At first, one might assume Perea was merely going to steal one or two scenes. He ends up walking away with many. Peele, wisely, added him to the team.


In an interview with SyFy, Perea revealed that a lot of Angel came from him and not from the script. In Peele's screenplay, Angel was described as "happy-go-lucky," written as something of a cliché geek character. In SyFy, Perea said that, in studying Peele's filmography to prepare for his "Nope" audition, he wanted to make Angel just as grounded and as real as the filmmaker tends to make his side characters. Peele ended up altering the script to expand Angel's personality. Indeed, Perea and Peele evidently had a lot more backstory for Angel than ended up in the final cut of the movie. 

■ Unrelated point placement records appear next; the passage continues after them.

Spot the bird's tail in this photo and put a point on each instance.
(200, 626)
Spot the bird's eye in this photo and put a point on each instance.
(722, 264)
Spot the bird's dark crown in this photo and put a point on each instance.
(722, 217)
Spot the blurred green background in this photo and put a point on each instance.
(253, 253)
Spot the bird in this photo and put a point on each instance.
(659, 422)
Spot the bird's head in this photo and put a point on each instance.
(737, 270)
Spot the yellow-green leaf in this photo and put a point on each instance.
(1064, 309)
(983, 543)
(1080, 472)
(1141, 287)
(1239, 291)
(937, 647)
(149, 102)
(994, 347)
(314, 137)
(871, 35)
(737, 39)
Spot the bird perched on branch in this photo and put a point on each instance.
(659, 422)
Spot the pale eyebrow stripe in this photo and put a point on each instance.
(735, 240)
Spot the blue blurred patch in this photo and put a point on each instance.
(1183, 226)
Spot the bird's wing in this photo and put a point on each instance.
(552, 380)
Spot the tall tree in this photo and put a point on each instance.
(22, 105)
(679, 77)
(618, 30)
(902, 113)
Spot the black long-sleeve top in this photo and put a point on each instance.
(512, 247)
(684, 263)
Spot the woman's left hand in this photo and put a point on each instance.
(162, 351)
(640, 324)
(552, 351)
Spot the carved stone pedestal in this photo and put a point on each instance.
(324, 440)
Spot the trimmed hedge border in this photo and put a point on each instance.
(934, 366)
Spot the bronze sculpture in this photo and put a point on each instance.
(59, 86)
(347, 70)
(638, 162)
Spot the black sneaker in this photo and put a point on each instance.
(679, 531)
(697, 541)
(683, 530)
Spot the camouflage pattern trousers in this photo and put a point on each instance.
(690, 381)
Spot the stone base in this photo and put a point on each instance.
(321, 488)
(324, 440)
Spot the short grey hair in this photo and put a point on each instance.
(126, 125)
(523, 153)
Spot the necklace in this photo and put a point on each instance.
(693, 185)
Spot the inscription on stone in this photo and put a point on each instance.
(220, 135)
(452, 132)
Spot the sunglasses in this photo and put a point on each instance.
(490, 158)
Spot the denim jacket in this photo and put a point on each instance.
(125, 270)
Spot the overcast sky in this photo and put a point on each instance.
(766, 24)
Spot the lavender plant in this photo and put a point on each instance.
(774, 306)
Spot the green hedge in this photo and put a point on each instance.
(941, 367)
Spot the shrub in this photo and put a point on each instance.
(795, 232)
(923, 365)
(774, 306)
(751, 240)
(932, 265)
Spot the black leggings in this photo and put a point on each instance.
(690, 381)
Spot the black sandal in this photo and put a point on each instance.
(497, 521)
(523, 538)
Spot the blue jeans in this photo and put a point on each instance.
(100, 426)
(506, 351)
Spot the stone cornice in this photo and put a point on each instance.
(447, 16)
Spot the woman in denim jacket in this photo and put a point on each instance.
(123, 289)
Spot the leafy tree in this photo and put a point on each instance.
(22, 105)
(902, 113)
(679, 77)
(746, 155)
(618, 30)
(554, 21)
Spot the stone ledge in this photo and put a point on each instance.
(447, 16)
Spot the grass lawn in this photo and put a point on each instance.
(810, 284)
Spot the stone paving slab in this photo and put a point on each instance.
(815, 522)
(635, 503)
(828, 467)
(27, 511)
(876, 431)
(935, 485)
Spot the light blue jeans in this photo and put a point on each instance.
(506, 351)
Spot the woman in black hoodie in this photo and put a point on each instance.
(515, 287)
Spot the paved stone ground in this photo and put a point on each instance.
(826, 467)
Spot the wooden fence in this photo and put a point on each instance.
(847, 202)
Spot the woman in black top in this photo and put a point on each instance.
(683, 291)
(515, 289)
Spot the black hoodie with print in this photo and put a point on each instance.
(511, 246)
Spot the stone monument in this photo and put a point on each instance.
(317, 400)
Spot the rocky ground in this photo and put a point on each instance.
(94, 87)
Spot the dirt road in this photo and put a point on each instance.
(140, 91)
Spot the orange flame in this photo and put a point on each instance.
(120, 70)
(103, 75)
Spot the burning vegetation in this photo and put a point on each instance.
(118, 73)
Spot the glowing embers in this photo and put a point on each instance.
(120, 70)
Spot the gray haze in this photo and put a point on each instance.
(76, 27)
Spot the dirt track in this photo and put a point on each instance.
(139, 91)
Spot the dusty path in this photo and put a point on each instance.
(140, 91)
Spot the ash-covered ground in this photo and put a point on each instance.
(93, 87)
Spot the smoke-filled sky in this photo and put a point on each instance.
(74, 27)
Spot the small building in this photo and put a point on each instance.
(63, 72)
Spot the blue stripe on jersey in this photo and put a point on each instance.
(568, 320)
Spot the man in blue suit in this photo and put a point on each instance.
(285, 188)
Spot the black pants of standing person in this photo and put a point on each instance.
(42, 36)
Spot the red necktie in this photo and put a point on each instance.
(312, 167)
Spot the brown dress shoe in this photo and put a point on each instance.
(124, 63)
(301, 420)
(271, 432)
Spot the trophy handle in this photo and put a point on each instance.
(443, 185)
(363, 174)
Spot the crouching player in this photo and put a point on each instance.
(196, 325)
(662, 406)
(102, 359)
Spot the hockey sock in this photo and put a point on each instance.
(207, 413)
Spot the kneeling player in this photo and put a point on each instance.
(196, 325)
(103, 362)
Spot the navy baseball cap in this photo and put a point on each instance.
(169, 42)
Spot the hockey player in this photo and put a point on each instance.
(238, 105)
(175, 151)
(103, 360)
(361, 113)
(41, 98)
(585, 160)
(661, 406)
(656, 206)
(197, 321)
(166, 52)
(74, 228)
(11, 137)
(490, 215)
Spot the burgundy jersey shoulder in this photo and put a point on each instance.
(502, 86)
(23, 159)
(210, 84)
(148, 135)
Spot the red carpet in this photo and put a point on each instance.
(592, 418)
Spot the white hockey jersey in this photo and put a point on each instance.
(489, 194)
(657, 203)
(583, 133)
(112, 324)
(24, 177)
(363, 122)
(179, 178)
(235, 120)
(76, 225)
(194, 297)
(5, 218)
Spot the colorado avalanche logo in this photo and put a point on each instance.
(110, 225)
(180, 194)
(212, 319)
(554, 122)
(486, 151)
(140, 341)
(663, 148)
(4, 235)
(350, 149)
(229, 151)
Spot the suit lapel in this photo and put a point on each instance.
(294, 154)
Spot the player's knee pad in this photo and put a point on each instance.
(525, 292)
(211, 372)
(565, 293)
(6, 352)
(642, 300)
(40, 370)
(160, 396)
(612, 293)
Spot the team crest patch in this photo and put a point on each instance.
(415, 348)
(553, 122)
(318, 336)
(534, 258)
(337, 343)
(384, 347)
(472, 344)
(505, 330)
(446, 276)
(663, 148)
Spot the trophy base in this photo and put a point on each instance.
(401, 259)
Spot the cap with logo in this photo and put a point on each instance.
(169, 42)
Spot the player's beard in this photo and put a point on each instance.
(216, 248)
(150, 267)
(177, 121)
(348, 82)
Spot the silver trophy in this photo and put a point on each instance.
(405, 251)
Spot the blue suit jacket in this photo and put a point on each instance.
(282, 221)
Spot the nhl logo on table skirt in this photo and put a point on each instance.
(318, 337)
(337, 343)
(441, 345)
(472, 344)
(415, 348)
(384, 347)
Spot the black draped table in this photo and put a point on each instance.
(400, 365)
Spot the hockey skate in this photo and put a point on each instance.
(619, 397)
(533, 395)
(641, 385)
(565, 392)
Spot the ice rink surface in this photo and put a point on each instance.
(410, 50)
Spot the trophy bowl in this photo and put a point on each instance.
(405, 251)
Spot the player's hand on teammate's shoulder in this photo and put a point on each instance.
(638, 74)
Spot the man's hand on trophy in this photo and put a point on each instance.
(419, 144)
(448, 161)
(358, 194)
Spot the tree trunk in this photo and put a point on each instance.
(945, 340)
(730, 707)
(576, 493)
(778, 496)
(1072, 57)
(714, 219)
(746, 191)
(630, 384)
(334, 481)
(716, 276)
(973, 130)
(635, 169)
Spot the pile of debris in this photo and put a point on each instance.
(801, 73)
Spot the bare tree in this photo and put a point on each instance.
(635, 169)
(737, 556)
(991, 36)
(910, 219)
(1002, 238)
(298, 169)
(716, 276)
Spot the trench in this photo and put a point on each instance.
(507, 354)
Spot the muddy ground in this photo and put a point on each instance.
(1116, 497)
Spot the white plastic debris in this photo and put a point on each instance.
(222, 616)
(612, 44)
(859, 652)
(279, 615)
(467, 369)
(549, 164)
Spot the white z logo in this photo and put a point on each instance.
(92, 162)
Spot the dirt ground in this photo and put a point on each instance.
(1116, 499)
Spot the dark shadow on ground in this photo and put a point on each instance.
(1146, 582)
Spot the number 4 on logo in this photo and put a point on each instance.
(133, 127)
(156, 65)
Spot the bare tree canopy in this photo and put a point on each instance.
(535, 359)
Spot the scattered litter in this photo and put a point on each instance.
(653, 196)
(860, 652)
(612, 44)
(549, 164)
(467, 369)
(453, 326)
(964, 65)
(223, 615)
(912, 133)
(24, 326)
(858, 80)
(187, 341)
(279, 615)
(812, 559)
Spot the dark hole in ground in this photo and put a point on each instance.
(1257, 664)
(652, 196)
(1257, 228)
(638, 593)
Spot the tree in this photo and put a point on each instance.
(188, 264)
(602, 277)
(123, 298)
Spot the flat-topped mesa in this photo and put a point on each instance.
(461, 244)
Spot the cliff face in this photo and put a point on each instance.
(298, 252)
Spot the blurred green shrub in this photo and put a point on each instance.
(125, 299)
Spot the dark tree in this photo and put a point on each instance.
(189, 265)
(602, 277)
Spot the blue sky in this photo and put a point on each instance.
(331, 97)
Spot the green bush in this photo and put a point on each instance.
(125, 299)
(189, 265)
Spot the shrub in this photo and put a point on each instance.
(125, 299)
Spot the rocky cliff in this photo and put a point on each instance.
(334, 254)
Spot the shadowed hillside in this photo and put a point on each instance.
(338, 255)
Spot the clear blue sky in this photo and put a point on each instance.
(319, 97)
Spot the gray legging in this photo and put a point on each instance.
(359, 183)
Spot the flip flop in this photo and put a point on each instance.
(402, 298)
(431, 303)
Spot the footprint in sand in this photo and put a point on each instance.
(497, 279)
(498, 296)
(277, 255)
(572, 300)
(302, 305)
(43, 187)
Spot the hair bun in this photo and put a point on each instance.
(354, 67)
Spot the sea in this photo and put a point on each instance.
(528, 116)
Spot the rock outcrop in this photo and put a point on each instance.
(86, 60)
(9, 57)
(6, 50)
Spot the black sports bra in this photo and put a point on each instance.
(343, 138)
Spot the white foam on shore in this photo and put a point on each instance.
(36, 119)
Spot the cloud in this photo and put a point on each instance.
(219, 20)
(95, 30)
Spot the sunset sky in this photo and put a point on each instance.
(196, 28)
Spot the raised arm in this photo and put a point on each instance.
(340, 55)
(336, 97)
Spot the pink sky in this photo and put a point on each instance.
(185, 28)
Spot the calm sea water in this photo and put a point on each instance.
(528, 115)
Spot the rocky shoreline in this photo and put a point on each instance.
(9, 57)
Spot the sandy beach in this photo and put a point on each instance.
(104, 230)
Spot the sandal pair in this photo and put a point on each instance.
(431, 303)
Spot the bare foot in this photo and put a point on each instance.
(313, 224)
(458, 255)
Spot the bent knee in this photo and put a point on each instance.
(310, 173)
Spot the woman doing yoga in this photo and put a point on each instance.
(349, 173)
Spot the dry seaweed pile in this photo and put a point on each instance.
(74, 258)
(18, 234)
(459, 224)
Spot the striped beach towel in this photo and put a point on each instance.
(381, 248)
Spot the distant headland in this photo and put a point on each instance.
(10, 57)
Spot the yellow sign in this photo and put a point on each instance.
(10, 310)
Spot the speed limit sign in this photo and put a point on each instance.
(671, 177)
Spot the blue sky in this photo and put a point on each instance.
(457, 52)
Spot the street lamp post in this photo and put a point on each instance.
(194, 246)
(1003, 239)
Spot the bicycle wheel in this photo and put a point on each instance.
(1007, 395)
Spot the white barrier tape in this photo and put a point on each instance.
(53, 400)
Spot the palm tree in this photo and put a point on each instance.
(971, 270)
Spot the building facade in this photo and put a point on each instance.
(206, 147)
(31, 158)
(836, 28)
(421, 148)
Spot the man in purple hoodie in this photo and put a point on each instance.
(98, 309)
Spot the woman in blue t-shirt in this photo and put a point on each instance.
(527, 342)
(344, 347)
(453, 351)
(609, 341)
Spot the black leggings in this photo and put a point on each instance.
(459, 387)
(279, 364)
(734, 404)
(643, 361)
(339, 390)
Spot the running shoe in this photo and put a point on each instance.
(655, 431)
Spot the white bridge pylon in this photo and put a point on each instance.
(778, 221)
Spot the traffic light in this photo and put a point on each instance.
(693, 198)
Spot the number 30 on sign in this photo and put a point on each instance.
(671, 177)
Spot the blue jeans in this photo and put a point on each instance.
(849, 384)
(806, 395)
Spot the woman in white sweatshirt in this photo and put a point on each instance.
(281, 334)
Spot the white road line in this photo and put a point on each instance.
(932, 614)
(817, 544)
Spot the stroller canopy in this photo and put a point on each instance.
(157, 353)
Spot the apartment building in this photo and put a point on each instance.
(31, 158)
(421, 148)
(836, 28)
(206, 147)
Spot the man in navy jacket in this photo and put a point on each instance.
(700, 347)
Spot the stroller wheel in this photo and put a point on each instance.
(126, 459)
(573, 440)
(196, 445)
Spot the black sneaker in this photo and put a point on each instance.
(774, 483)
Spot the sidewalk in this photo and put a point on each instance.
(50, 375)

Angel's whingeing about his ex-girlfriend is more than just a streak of color lent to a side character, though. 

One of the central thematic streaks in "Nope" is the way Hollywood tends to discard old craftspeople, leaving them unremembered. Right at the head of the movie, Emerald claims that she and OJ are descended from the jockey seen in "The Horse in Motion," Eadweard Muybridge's 1878 photographic experiment that effectively birthed motion picture technology. By 2022, however, the family legacy of training horses for movies and TV has gone unacknowledged, and, as mentioned above, the ranch has fallen on hard times. Training and wrangling horses is, in the era of CGI, a moribund skill. It will take a UFO to allow OJ to ply his trade for effective creature-wrangling purposes.

Film history as a weapon

Additionally, the Wincott character — seen at the start of "Nope" shooting a commercial he is incredibly bored by — finds that the ancient cinematographic thrill of capturing animals on film in the wild is largely gone in the age of green screens. He seems to prefer physical film to digital tech. He, too, will have a chance to reach into Hollywood's past — in his case, using handmade, 35mm, electricity-free cameras — to battle a UFO. Film history and old cinema technology is weaponized against a modern threat. Cinephiles will salivate.

Angel's place in this thematic equation is the young expert and enthusiast who may not have expertise in old 35mm film technology, but who respects it and is eager to work alongside it. There is a scene near the end of "Nope" wherein Wincott and Perea are sitting side-by-side, each operating their own film camera. Wincott's is hand-cranked and enormous. Perea's is a sleek, push-button, digital device. A young man and an old man, digital and analog, cameras trained in the same direction, working in tandem to a common goal. It's a potent symbol for the evolution of Hollywood; tech be damned, are we out in the world, moved by the same exciting filmmaking impulses?

Oh yes, and, in being dumped by a movie star girlfriend, Angel too — in a way — was left behind by the system. It certainly fits. 

One can't help but give a lot of credit for Perea for allowing that theme to emerge. He took a stock character and expanded him into a fully realized person whose passions spoke to the larger messages of "Nope." If he can do it here, imagine what he could do elsewhere.